Depuis des décennies, on se repasse le même film. Celui d’une génération d’étudiants qui évoluent dans un tout petit périmètre parisien, entre la Seine et le Luxembourg, la rue d’Ulm et le boulevard Saint-Michel. On raconte l’histoire de ces jeunes gens qui ont décidé, un joli jour de mai, de transformer la cour de la Sorbonne en agora. On évoque en toile de fond les guerres d’Algérie et du Vietnam, la révolution cubaine et les projets de Mao, trame de leur engagement politique.

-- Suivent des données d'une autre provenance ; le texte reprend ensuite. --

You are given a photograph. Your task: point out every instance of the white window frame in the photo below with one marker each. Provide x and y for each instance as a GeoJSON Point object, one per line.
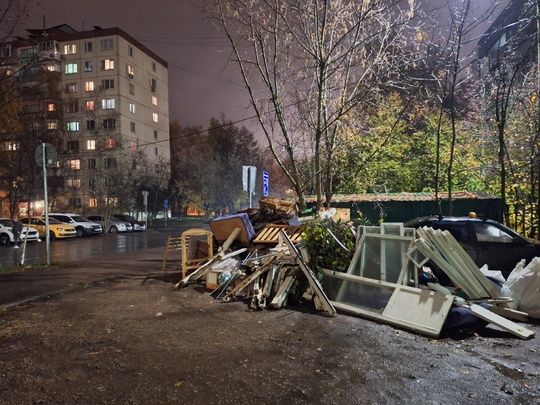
{"type": "Point", "coordinates": [73, 126]}
{"type": "Point", "coordinates": [70, 49]}
{"type": "Point", "coordinates": [71, 68]}
{"type": "Point", "coordinates": [108, 104]}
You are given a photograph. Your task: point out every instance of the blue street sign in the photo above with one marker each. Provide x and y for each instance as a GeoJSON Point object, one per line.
{"type": "Point", "coordinates": [265, 184]}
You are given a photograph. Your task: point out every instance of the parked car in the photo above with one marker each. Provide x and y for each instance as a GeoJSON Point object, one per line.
{"type": "Point", "coordinates": [137, 225]}
{"type": "Point", "coordinates": [57, 230]}
{"type": "Point", "coordinates": [486, 241]}
{"type": "Point", "coordinates": [83, 226]}
{"type": "Point", "coordinates": [7, 236]}
{"type": "Point", "coordinates": [115, 225]}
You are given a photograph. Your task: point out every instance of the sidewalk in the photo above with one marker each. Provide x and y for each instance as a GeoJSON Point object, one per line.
{"type": "Point", "coordinates": [19, 287]}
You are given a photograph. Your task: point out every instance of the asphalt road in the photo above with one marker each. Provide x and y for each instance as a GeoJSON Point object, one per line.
{"type": "Point", "coordinates": [83, 248]}
{"type": "Point", "coordinates": [82, 261]}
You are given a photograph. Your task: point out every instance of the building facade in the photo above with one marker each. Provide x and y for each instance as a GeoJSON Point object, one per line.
{"type": "Point", "coordinates": [100, 98]}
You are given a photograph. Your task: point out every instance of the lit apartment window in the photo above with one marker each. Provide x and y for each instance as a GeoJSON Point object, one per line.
{"type": "Point", "coordinates": [72, 126]}
{"type": "Point", "coordinates": [109, 123]}
{"type": "Point", "coordinates": [107, 64]}
{"type": "Point", "coordinates": [72, 107]}
{"type": "Point", "coordinates": [74, 164]}
{"type": "Point", "coordinates": [109, 144]}
{"type": "Point", "coordinates": [106, 44]}
{"type": "Point", "coordinates": [75, 183]}
{"type": "Point", "coordinates": [109, 162]}
{"type": "Point", "coordinates": [75, 202]}
{"type": "Point", "coordinates": [108, 103]}
{"type": "Point", "coordinates": [107, 84]}
{"type": "Point", "coordinates": [70, 68]}
{"type": "Point", "coordinates": [70, 49]}
{"type": "Point", "coordinates": [72, 87]}
{"type": "Point", "coordinates": [73, 145]}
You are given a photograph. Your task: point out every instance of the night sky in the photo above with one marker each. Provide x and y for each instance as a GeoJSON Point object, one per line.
{"type": "Point", "coordinates": [203, 83]}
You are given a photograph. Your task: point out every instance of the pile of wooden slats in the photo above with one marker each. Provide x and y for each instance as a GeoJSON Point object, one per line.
{"type": "Point", "coordinates": [270, 233]}
{"type": "Point", "coordinates": [447, 253]}
{"type": "Point", "coordinates": [443, 249]}
{"type": "Point", "coordinates": [270, 279]}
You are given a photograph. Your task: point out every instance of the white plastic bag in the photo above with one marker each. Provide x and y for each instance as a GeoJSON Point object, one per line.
{"type": "Point", "coordinates": [523, 286]}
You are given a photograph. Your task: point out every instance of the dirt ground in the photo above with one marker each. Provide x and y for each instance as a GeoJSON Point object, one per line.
{"type": "Point", "coordinates": [140, 341]}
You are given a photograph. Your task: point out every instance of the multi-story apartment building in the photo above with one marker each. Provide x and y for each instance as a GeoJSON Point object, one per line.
{"type": "Point", "coordinates": [512, 36]}
{"type": "Point", "coordinates": [103, 105]}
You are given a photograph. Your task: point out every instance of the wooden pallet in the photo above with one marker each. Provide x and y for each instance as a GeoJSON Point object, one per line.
{"type": "Point", "coordinates": [270, 233]}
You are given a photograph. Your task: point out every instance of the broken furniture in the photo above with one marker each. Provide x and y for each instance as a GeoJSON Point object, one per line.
{"type": "Point", "coordinates": [223, 226]}
{"type": "Point", "coordinates": [221, 255]}
{"type": "Point", "coordinates": [388, 258]}
{"type": "Point", "coordinates": [174, 244]}
{"type": "Point", "coordinates": [197, 248]}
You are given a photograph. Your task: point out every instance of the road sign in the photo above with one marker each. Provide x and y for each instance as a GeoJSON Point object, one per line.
{"type": "Point", "coordinates": [265, 184]}
{"type": "Point", "coordinates": [145, 198]}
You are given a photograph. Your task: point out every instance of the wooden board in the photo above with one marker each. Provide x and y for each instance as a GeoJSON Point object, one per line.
{"type": "Point", "coordinates": [270, 233]}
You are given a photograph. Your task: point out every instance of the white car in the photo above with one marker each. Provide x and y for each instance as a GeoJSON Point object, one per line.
{"type": "Point", "coordinates": [83, 226]}
{"type": "Point", "coordinates": [115, 225]}
{"type": "Point", "coordinates": [7, 237]}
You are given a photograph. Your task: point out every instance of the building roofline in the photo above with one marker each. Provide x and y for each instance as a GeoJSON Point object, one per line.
{"type": "Point", "coordinates": [58, 33]}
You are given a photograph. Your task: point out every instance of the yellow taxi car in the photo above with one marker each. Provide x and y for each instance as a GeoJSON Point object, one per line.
{"type": "Point", "coordinates": [57, 230]}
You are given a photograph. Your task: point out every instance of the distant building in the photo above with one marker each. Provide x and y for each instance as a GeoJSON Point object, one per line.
{"type": "Point", "coordinates": [103, 105]}
{"type": "Point", "coordinates": [514, 34]}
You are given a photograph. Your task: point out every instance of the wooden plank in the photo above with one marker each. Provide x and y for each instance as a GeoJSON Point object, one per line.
{"type": "Point", "coordinates": [313, 282]}
{"type": "Point", "coordinates": [252, 277]}
{"type": "Point", "coordinates": [208, 265]}
{"type": "Point", "coordinates": [270, 233]}
{"type": "Point", "coordinates": [498, 320]}
{"type": "Point", "coordinates": [283, 291]}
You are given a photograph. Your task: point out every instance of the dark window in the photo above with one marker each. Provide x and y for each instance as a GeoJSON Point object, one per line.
{"type": "Point", "coordinates": [73, 145]}
{"type": "Point", "coordinates": [109, 123]}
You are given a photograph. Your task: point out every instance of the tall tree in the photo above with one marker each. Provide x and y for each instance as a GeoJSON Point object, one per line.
{"type": "Point", "coordinates": [307, 65]}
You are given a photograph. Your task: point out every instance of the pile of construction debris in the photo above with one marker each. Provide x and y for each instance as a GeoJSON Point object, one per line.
{"type": "Point", "coordinates": [387, 279]}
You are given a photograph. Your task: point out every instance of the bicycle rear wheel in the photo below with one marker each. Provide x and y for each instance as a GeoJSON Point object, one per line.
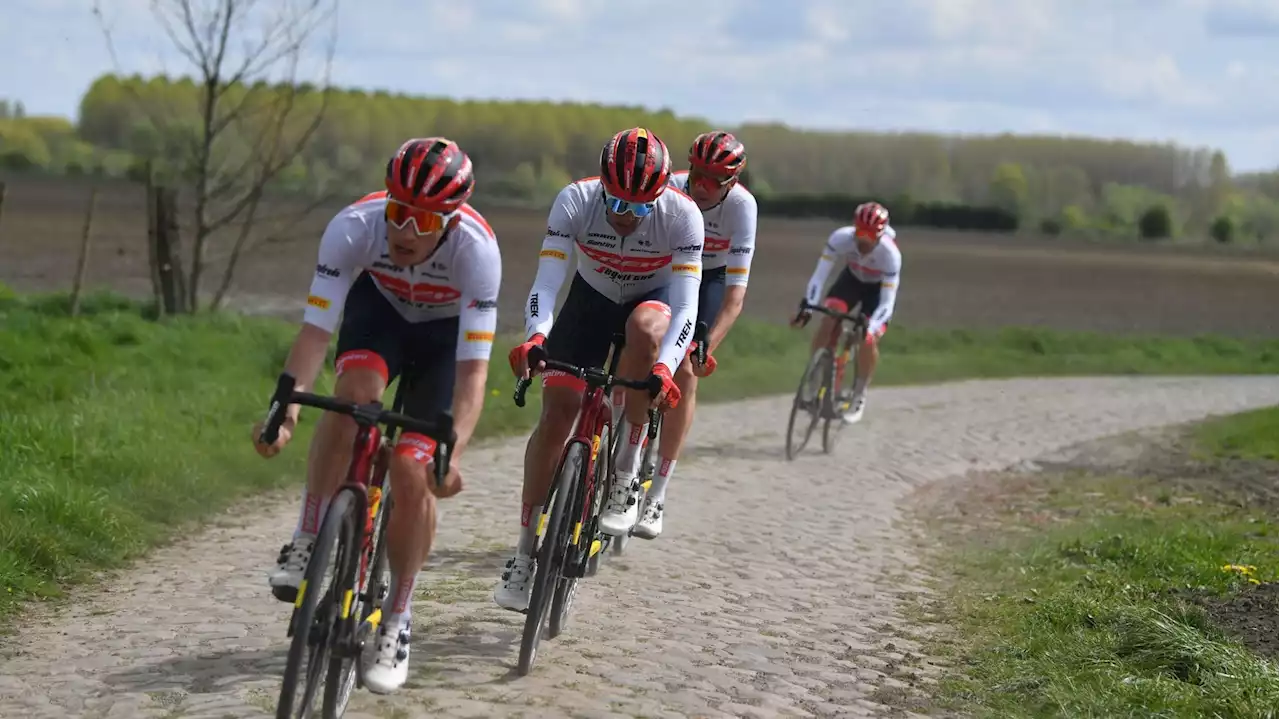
{"type": "Point", "coordinates": [551, 554]}
{"type": "Point", "coordinates": [315, 617]}
{"type": "Point", "coordinates": [809, 398]}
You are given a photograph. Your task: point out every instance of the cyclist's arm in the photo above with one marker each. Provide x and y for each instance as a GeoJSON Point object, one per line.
{"type": "Point", "coordinates": [480, 275]}
{"type": "Point", "coordinates": [836, 244]}
{"type": "Point", "coordinates": [888, 298]}
{"type": "Point", "coordinates": [337, 266]}
{"type": "Point", "coordinates": [552, 262]}
{"type": "Point", "coordinates": [740, 252]}
{"type": "Point", "coordinates": [686, 274]}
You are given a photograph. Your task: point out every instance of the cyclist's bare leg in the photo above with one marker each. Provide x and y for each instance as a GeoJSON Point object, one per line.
{"type": "Point", "coordinates": [645, 328]}
{"type": "Point", "coordinates": [867, 360]}
{"type": "Point", "coordinates": [410, 531]}
{"type": "Point", "coordinates": [826, 334]}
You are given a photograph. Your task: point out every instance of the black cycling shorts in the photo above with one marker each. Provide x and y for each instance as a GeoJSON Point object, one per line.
{"type": "Point", "coordinates": [586, 324]}
{"type": "Point", "coordinates": [849, 291]}
{"type": "Point", "coordinates": [711, 296]}
{"type": "Point", "coordinates": [376, 337]}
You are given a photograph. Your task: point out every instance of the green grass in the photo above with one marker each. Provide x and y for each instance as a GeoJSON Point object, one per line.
{"type": "Point", "coordinates": [117, 430]}
{"type": "Point", "coordinates": [1083, 614]}
{"type": "Point", "coordinates": [1251, 435]}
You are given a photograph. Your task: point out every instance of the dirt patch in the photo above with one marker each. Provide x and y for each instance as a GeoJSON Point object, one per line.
{"type": "Point", "coordinates": [1251, 616]}
{"type": "Point", "coordinates": [954, 280]}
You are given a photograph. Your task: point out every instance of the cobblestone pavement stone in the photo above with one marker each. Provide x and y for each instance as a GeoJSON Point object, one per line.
{"type": "Point", "coordinates": [764, 596]}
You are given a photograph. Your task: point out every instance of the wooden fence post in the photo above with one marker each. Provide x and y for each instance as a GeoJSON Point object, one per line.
{"type": "Point", "coordinates": [167, 259]}
{"type": "Point", "coordinates": [1, 200]}
{"type": "Point", "coordinates": [82, 265]}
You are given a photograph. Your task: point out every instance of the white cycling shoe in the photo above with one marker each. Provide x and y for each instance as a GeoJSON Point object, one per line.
{"type": "Point", "coordinates": [622, 508]}
{"type": "Point", "coordinates": [387, 668]}
{"type": "Point", "coordinates": [289, 568]}
{"type": "Point", "coordinates": [650, 520]}
{"type": "Point", "coordinates": [516, 585]}
{"type": "Point", "coordinates": [858, 404]}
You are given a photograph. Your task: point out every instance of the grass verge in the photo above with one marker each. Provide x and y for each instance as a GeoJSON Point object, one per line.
{"type": "Point", "coordinates": [115, 430]}
{"type": "Point", "coordinates": [1093, 595]}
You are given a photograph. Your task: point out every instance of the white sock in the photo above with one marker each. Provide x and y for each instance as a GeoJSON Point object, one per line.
{"type": "Point", "coordinates": [658, 489]}
{"type": "Point", "coordinates": [629, 449]}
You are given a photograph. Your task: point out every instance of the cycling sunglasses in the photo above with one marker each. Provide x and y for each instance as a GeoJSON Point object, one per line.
{"type": "Point", "coordinates": [400, 215]}
{"type": "Point", "coordinates": [620, 206]}
{"type": "Point", "coordinates": [705, 182]}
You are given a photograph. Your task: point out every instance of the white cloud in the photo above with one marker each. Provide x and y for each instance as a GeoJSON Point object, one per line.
{"type": "Point", "coordinates": [1202, 72]}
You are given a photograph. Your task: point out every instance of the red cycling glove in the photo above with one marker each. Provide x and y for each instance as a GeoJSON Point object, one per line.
{"type": "Point", "coordinates": [668, 385]}
{"type": "Point", "coordinates": [519, 355]}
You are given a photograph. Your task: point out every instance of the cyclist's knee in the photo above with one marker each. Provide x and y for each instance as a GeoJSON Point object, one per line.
{"type": "Point", "coordinates": [361, 376]}
{"type": "Point", "coordinates": [647, 325]}
{"type": "Point", "coordinates": [560, 410]}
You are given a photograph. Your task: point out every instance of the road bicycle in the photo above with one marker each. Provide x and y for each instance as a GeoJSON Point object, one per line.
{"type": "Point", "coordinates": [648, 458]}
{"type": "Point", "coordinates": [329, 628]}
{"type": "Point", "coordinates": [568, 534]}
{"type": "Point", "coordinates": [819, 393]}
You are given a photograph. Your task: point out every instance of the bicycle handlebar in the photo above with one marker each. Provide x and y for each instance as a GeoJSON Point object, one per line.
{"type": "Point", "coordinates": [856, 317]}
{"type": "Point", "coordinates": [365, 415]}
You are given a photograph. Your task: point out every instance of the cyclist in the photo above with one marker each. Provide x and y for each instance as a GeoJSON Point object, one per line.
{"type": "Point", "coordinates": [414, 271]}
{"type": "Point", "coordinates": [871, 276]}
{"type": "Point", "coordinates": [639, 247]}
{"type": "Point", "coordinates": [716, 161]}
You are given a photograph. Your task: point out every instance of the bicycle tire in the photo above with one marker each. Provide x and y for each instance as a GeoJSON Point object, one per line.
{"type": "Point", "coordinates": [344, 672]}
{"type": "Point", "coordinates": [566, 587]}
{"type": "Point", "coordinates": [551, 554]}
{"type": "Point", "coordinates": [819, 361]}
{"type": "Point", "coordinates": [311, 599]}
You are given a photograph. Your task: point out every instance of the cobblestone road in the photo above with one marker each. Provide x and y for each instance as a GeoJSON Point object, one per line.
{"type": "Point", "coordinates": [764, 598]}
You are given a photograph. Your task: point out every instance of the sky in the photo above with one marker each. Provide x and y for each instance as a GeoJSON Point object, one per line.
{"type": "Point", "coordinates": [1194, 72]}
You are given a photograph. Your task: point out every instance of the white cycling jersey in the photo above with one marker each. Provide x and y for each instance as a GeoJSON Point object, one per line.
{"type": "Point", "coordinates": [730, 229]}
{"type": "Point", "coordinates": [461, 279]}
{"type": "Point", "coordinates": [664, 251]}
{"type": "Point", "coordinates": [882, 265]}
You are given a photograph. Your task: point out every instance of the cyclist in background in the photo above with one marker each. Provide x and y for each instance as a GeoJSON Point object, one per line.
{"type": "Point", "coordinates": [415, 273]}
{"type": "Point", "coordinates": [716, 163]}
{"type": "Point", "coordinates": [639, 248]}
{"type": "Point", "coordinates": [871, 276]}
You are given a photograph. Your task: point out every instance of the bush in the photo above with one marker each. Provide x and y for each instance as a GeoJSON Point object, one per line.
{"type": "Point", "coordinates": [1156, 223]}
{"type": "Point", "coordinates": [1223, 229]}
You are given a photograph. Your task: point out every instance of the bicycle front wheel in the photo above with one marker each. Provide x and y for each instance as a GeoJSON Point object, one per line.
{"type": "Point", "coordinates": [315, 617]}
{"type": "Point", "coordinates": [551, 554]}
{"type": "Point", "coordinates": [808, 399]}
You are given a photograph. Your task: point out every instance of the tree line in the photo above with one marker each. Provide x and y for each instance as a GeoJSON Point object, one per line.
{"type": "Point", "coordinates": [525, 151]}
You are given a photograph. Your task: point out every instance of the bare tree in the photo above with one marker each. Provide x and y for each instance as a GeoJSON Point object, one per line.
{"type": "Point", "coordinates": [254, 117]}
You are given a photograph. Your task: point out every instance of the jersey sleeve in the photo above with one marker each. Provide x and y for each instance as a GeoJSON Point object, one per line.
{"type": "Point", "coordinates": [890, 282]}
{"type": "Point", "coordinates": [480, 279]}
{"type": "Point", "coordinates": [337, 266]}
{"type": "Point", "coordinates": [839, 243]}
{"type": "Point", "coordinates": [562, 227]}
{"type": "Point", "coordinates": [686, 274]}
{"type": "Point", "coordinates": [743, 242]}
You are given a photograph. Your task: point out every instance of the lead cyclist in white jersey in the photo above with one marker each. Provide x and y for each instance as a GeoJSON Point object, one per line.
{"type": "Point", "coordinates": [414, 273]}
{"type": "Point", "coordinates": [871, 276]}
{"type": "Point", "coordinates": [716, 161]}
{"type": "Point", "coordinates": [639, 248]}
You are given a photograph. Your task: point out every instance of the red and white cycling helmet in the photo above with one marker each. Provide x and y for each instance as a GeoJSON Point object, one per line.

On parle de ces rebelles d’un soir qui se sont convertis au néolibéralisme pour occuper des postes de pouvoir.

Figures de proue

Ces trajectoires sont-elles vraiment emblématiques d’une « génération 68 » – expression devenue un lieu commun ? « Un certain nombre de porte-parole autoproclamés ont construit cette idée de “génération 68” sur la base de leur devenir propre, qui n’était pas représentatif des destinées des soixante-huitards ordinaires. Leur vision a évacué la masse des lycéens, des ouvriers, des employés qui ont participé à l’événement », estime la sociologue Julie Pagis.

Un livre joue un rôle crucial dans la construction de ce mythe : Génération (Seuil). Le best-seller d’Hervé Hamon et de Patrick Rotman, dont les deux tomes paraissent en 1987 et 1988, donne naissance à une série documentaire diffusée sur TF1 à la fin des années 1990. Il popularise le mythe d’une jeunesse révoltée, privilégiée, hédoniste et opportuniste. Au fil des commémorations, une poignée de « vedettes » ayant un accès direct aux médias ont contribué à façonner ce portrait à leur image.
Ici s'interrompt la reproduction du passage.